Sounds delicious ... but doubt it.
http://forums.parallax.com/discussion/comment/1329840/#Comment_1329840
That means to me that a cog can start an operation and then start another one 16 clocks later before it's gotten the result back from the first one. I'm also guessing a third operation can be in the one of the last four stages or waiting to be read.
- Begin
- Issue the 1st operation to be performed by the Cordic state machine.
- Wait 15 clock cycles (sync to Hub slot). When the Hub slot occurs, the 1st operation is sent to the pipeline of the Cordic state machine and its resolution begins, then T=0.
- Loop here
- Issue the 2nd operation to be performed.

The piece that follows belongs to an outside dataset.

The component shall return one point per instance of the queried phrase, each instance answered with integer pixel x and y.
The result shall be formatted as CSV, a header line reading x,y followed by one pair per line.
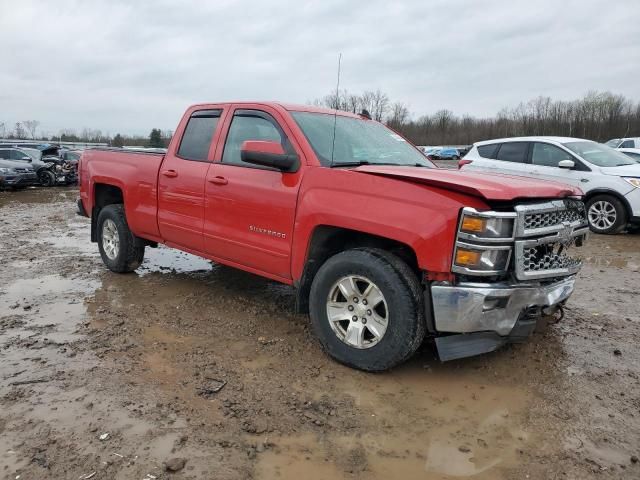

- Wait 15 clock cycles (sync to Hub slot). When the Hub slot occurs, the 2nd operation is sent to the pipeline of the Cordic state machine and its resolution begins, then T=16.
- Issue the 3rd operation to be performed.
- Wait 15 clock cycles (sync to Hub slot). When the Hub slot occurs, the 3rd operation is sent to the pipeline of the Cordic state machine and its resolution begins, then T=32.
- Issue the 4th operation to be performed.
- Wait 15 clock cycles (sync to Hub slot). When the Hub slot occurs, the 4th operation is sent to the pipeline of the Cordic state machine and its resolution begins, then T=48.
- Get the results of the 1st operation that got solved when T=36, but couldn't be recovered because there was no Hub slot in sync with that event.
- Issue the 5th operation to be performed.
- Wait 15 clock cycles (sync to Hub slot). When the Hub slot occurs, the 5th operation is sent to the pipeline of the Cordic state machine and its resolution begins, then T=64.
- Issue the 6th operation to be performed.
- Wait 15 clock cycles (sync to Hub slot). When the Hub slot occurs, the 6th operation is sent to the pipeline of the Cordic state machine and its resolution begins, then T=80.
- Get the results of the 2nd operation that got solved when T=72, but couldn't be recovered because there was no Hub slot in sync with that event.
- Issue the 7th operation to be performed.
- Wait 15 clock cycles (sync to Hub slot). When the Hub slot occurs, the 7th operation is sent to the pipeline of the Cordic state machine and its resolution begins, then T=96.
- Issue the 8th operation to be performed.
- Wait 15 clock cycles (sync to Hub slot). When the Hub slot occurs, the 8th operation is sent to the pipeline of the Cordic state machine and its resolution begins, then T=112.
- Get the results of the 3rd operation that got solved when T=108, but couldn't be recovered because there was no Hub slot in sync with that event.
- Issue the 9th operation to be performed.
- Wait 15 clock cycles (sync to Hub slot). When the Hub slot occurs, the 9th operation is sent to the pipeline of the Cordic state machine and its resolution begins, then T=128.
- Issue the 10th operation to be performed.
- Wait up to 15 clock cycles (sync to Hub slot). When the Hub slot occurs, the 10th operation is sent to the pipeline of the Cordic state machine and its resolution begins, then T=144.
- Get the results of the 4th operation that got solved when T=144 and there was a Hub slot that enabled it to be recovered just in time.
- Repeat as needed.
- The above was based on the assumption that operands/results are being read/saved locally from/to Cog or Lut ram, since any Hub access slot consumed reading/writing operands/results will decrease the throughput of the loop accordingly.
Hope I've understood it right and the above description could help other ones a little bit.
P.S. The 1st operation was sent to the Cordic pipeline input, without specifically syncing it with the Hub slot occurence, then, in fact, the true relationship is 9:4.
Ah, yes, sorry, I wasn't thinking about the total pipeline length. Still limited to once per 16 clocks, so it's kind of worse than I was expecting in that I was thinking of results after 16 clocks also.
Are you saying you could also pipeline CORDIC ops on the P2 Hot? If not, this is still better.